Bush wants to start the next Fortune 500 company and has already worked for his uncle’s catering business, interned for Eric Kades founder of marketing firm Jet Spring and has participated in the Black Future Leaders program.

“Khari will accomplish whatever he sets his mind to,” said Kades.

Bush, the youngest son of Riverside City College Vice President, Edward C. Bush who earned his Ph.D from Claremont Graduate University and Jenise Bush who is a Rialto Middle School counselor and University of La Verne doctoral candidate, has social justice in his blood. Bush’s great grandmother, Annie Catherine Phelums, was a NAACP official who worked closely with civil-rights pioneer Medgar Evers, hosted Freedom Bus riders and stood courageously against the forces of segregation in her native Mississippi.
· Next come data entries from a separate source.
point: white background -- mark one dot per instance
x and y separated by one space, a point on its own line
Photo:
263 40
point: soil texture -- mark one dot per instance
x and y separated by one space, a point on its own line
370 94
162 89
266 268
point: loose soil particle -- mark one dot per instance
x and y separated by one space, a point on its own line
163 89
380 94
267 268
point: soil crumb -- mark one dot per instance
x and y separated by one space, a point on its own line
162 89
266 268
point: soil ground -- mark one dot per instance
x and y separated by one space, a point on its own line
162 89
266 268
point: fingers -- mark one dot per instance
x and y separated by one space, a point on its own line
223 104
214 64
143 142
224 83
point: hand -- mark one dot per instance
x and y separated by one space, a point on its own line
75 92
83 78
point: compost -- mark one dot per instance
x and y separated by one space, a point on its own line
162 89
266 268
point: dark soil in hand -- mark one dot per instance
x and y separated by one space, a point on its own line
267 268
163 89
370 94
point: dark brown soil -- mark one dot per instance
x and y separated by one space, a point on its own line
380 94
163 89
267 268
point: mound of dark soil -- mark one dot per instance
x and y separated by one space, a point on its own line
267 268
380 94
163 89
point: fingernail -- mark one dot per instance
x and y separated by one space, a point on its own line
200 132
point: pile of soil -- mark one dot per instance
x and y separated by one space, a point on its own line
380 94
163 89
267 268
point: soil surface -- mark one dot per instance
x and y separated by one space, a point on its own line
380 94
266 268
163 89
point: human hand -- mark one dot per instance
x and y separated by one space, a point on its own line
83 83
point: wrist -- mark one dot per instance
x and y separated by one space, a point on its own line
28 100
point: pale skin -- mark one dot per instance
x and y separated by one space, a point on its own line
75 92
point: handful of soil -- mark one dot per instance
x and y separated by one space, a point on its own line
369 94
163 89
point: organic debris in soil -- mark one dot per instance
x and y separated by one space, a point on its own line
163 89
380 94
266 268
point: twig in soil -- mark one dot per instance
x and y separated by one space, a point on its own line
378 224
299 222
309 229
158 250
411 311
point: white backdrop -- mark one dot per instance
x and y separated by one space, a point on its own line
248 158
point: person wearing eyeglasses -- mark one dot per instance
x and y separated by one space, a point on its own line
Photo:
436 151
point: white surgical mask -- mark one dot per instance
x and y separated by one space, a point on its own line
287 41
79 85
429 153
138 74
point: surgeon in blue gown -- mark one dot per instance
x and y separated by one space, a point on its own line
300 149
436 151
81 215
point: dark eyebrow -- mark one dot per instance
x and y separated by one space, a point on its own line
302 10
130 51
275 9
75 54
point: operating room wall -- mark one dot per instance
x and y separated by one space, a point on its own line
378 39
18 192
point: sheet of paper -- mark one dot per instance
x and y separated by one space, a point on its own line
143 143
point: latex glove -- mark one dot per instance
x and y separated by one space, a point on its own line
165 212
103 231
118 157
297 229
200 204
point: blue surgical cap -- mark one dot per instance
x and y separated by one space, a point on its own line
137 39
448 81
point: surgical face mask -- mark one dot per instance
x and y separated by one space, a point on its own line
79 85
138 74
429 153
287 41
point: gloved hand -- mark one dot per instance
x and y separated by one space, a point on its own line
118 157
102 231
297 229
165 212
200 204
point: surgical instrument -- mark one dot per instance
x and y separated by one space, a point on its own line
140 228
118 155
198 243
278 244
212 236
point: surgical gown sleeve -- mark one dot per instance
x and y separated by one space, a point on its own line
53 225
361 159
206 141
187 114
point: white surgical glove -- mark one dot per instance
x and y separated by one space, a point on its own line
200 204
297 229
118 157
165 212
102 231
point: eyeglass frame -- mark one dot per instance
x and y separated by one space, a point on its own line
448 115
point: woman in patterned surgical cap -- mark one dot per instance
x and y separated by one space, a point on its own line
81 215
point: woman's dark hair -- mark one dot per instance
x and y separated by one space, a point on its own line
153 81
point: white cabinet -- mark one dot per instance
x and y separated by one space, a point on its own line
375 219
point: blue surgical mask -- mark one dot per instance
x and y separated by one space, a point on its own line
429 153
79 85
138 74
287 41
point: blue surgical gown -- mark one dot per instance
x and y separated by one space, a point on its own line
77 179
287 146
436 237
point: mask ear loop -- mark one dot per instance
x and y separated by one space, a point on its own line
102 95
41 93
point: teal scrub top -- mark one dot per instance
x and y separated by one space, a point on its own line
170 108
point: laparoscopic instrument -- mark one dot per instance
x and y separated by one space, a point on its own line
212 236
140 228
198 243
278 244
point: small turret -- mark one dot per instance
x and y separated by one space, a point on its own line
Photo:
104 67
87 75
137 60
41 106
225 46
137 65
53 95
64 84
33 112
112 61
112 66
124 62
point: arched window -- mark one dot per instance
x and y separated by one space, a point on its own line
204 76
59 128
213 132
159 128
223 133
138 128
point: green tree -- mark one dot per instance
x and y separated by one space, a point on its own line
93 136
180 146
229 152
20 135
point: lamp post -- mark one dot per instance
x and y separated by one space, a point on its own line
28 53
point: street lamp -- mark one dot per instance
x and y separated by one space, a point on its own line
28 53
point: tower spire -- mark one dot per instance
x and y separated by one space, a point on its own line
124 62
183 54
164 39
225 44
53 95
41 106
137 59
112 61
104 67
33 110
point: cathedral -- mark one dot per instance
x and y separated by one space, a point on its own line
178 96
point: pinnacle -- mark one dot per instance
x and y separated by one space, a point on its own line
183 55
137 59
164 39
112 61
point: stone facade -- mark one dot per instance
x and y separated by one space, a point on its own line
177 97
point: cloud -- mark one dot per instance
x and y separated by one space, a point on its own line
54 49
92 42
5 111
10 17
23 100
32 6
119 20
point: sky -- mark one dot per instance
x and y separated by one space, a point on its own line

“He has always understood the expectations we had for him,” said his mother, Jenise.

His parents have also instilled in him the knowledge that it is not enough for him to do well and move away never helping the rest of his community. His father was adamant that he attend public school in San Bernardino so he could understand the plight his community still faces and keep him humble.

“He went to Rio Vista and he went to Palm, this is his community,” said Jenise.

She said there is “so much negativity about Black males and San Bernardino,” and she expects Khari to come back home and demonstrate to other young Black males in the area that they can be successful and be positive members of their community.

“My mom and dad, gave me the extra motivation of doing well in life,” states Khari.

His parents never considered keeping him away from the personal, public and professional expectations of his community. As a member of an activist family who has made education, culture, and social activism central to its existence in Mississippi and California, they expect that tradition to continue.

Bush has excelled socially and academically, made evident with accolades and scholarships awarded in April at the annual Social Lites, Incorporated Beautillion Ball in Highland, where Khari was crowned Sir Knight and was among seven young men awarded $20,000 collectively. In May at the Links Inc., Scholarship Breakfast, held in Ontario, he received the highest scholarship award of $10,000.

“I know I have to do super-super good and make sure I make my family and community proud. That’s who raised me that’s where I come from.”